The Forgotten Room



To his surprise, the room looked exactly the same. Maybe the auction company hadn’t bothered with the worthless scraps of furniture up here; maybe nobody had even ventured up the stairs. There was the Chinese cabinet, probably still filled with his drawings; there was the easel, tilting slightly to one side. The battered chaise longue, still covered in disreputable old velvet; the sheepskin rug, right there in the middle of the floor, scattered with cushions . . . well, he looked away from that. There was only so much nostalgia a fellow could take.

The thing was, he hadn’t planned to come up here at all. He was going to let it all lie. If the newspapers were telling the truth, his father had gotten no more than he deserved, losing his fortune after the usual kind of Wall Street skullduggery, in which you tried to cover up your losses and ended up making them worse, dragging down a few thousand innocent middle-class shareholders and a bank or two along with you. Prunella? She could take care of herself, no doubt about that. Gus—poor bastard—Gus was dead.

And Olive was still married; there was nothing an honorable man—and Harry liked to think he had a streak of decency left, despite everything—nothing he could do about that.

She had a daughter. The Pinkerton man had sent him a note last month. The little girl had been born right above the bakery on the day after Thanksgiving, and they had named her Lucy. Harry had read the note and said a prayer for mother and daughter, and he had tossed the paper into the kitchen fire and watched it burn. He had closed his eyes and pictured Olive holding a baby girl to her breast, a baby girl who wasn’t his, and his heart had hurt so much, he thought maybe he was having an attack. Somebody save me. Maria had come in and asked him what in the name of the holy blessed Virgin he thought he was doing, staring into the fire like that. Nothing, he said. She said was there anything she could do, and he didn’t say another word, just turned around and took her to bed right then and there, kept her there most of the afternoon, and on Christmas Day she told him she was pregnant, se?or. Feliz Navidad.

He was on the boat the next morning, heading to Miami and the train for New York.

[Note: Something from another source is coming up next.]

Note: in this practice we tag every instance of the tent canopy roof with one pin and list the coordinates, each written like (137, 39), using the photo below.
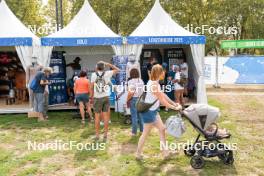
(12, 31)
(159, 28)
(86, 28)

Now here he was, and nothing had changed, and everything had changed. Nobody lived here anymore; nobody lay with somebody on that sheepskin rug and went to heaven. Nobody danced around the ballroom in silks and jewels; nobody sketched anybody’s beautiful pale breasts in the lamplight. Nobody lived and loved and wept. Just furniture, and memories.

God, the memories.

He’d thought it would hurt, coming up here like this, looking around the place and thinking, inevitably, of everything that had happened. And sure enough, the memories had crashed down on him the way the waves hit the beach before a hurricane, one after the other, each one merging foamily into the next. Meeting Olive on the stairs, under the moon. Sketching Olive. Olive in her black dress and white pinafore apron, ducking around a corner. Olive lying like a nymph on the old velvet cushions, Harry kneeling above her, Olive lifting her arms to draw him down, to wrap her legs around him and throw back her head as if she couldn’t take any more, and then she did.

Olive’s extraordinary face, her huge doe eyes, her spirit and her longing and her striving.

Olive gone.

That terrible morning. Waking up alone, hearing the commotion. Poor stupid Gus, carried half-dead into his room. Looking for Olive, desperate for Olive, more and more desperate. Her room tidy, her trunk gone. Looks like she’s done a flyer, said the cook, shaking her head, and the housekeeper ran for the cabinet to count the silver.

Painting frantically, waiting for news, because there was nothing else he could do but paint. Paint, damn it. Pour his heart out onto that damned wall. And when they found her—this was how he imagined that moment, when she returned to him—he wouldn’t say a word of recrimination, not a hint of reproach for breaking his heart. He would take her in his arms and show her the mural he’d made while she was gone. This is for you, Olive. This is you, Olive.

This is how much I love you, Olive Van Alan, daughter of my father’s architect, the man who used to indulge my interest in drawing by showing me how to draft, and once told me about his brilliant daughter named Olive, the light of his life. Only you wouldn’t trust me enough to tell me who you were. I waited and waited, because I wanted you to trust me enough. But you never did.

You ran off instead, and married the first man you met.